Oversight Committee asks DOJ to investigate ‘invalid’ Biden autopen orders

by WorldTribune Staff, October 28, 2025 Real World News

The House Oversight Committee on Tuesday called on the Department of Justice to investigate the Biden White House’s use of the autopen, concluding that many of the orders signed via the autopen are invalid.

“The Biden Autopen Presidency will go down as one of the biggest political scandals in U.S. history. As Americans saw President Biden’s decline with their own eyes, Biden’s inner circle sought to deceive the public, cover-up his decline, and took unauthorized executive actions with the autopen that are now invalid,” House Oversight Chairman James Comer said in a statement after the committee released its final report on its investigation into the Biden-Harris regime’s use of the autopen,

“Executive actions performed by Biden White House staff and signed by autopen are null and void,” Comer said. “We are calling on the U.S. Department of Justice to conduct a thorough review of these executive actions and scrutinize key Biden aides who took the Fifth to hide their participation in the cover-up. We have provided Americans with transparency about the Biden Autopen Presidency, and now there must be accountability.”

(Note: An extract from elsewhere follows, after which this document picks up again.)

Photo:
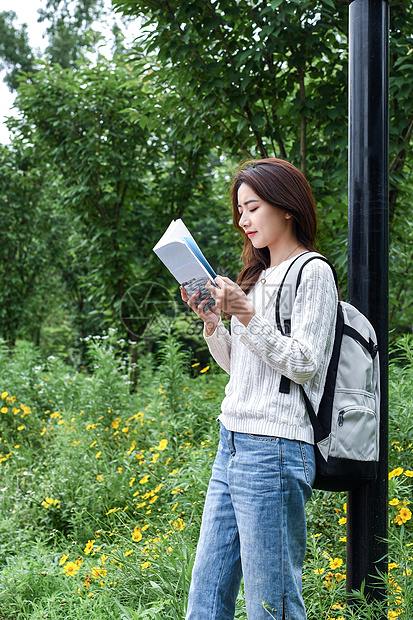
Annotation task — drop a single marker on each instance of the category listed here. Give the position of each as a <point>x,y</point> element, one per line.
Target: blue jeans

In response to the committee’s findings, Attorney General Pam Bondi said in a post to X: “My team has already initiated a review of the Biden administration’s reported use of autopen for pardons.”

Comer and his Oversight Committee conducted 14 depositions and transcribed interviews with senior Biden White House staff—including two chiefs of staff, his personal physician, and senior advisors. Biden’s personal physician and first lady Jill Biden’s chief of staff each invoked their Fifth Amendment right against self-incrimination under questioning by the GOP-led House Oversight Committee.

“The Biden Autopen Presidency will go down as one of the biggest political scandals in U.S. history,” Comer said, adding that Americans witnessed Biden’s decline “with their own eyes” and that Biden’s inner circle “sought to deceive the public, cover up his decline, and took unauthorized executive actions with the autopen that are now invalid.”

Comer, Kentucky Republican, said he came to suspect that what he and his colleagues had uncovered could be used as evidence to overturn some of the executive actions signed via the autopen because senior staff failed to prove Biden knew what he was signing.

Biden was only said to have approved certain actions verbally or without a clear record of the decision memorialized by his staff, according to the Oversight Committee’s report.

For example, Neera Tanden, who served as a senior advisor and staff secretary during Biden’s term, testified before the committee that she had little interaction with Biden despite her responsibility to record presidential decisions and actions. As staff secretary, Tanden was responsible for managing the decision materials and sending them to Oval Office Operations. However, Tanden said that she only saw Biden once every six to eight weeks, according to the report.

Tanden also admitted to the committee, despite being in charge of directing the use of the autopen, she was given little insight into how those acts were being approved and said she did not know who in Biden’s inner circle was ultimately approving the actions.

The committee also argues that the lack of a uniform procedure for presidential approval and autopen use made the system ripe for exploitation. For example, Biden’s final chief of staff, Jeff Zients, told the Oversight Committee that he had never seen any kind of “decision memo” outlining the use of the autopen.